6. Provide students with access to other sources of information e.g. history books, the internet or knowledgeable teachers and other adults
7. Students in their groups consider each photograph in turn and raise questions they wish to ask about it. A PowerPoint handout could be used to record these.
8. After the research and questions raising sessions, gather students in the ‘trial/ courtroom’.
9. Arrange appropriate sitting places for students as the ‘Prosecuting team’ and put Mr Smith in the dock as the ‘defendant’
10. The judge introduces the case and indictment charges and invites Mr Smith to enter a plea ‘These are the charges, how do you plead, guilty or not guilty?’
11. Begin the ‘trial’. The prosecuting team states its case, presents its evidence and ask questions, to which Mr. Smith responds. Evidence includes photographic and eye witness accounts and other evidence.
12. The defence team presents its case using photographic and eye witness accounts and other evidence.

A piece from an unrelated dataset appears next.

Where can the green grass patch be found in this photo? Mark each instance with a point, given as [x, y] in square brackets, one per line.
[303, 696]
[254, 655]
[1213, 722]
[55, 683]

Questions are put to Mr Smith.
13. Both sides sum up their case and urge the jury to find or acquit the defendant using emotive words.
14. Whole school jury vote on which side has presented the most overwhelming evidence to support its case
15. The defendant is acquitted or sentenced.
16. The jury is dismissed
17. The court proceeding is closed.
Example of Public Notice
The Trial of Mr Jack Smith the Colonial Industrialist will take place on Monday 18th of January in the year of our Lord 20_ _ at The Hague School hall.
Mr Smith is charged with crimes against humanity and destructive actions against our Planet Earth
The court will begin sitting at 8.45am. You are all invited to attend as good citizens of our world.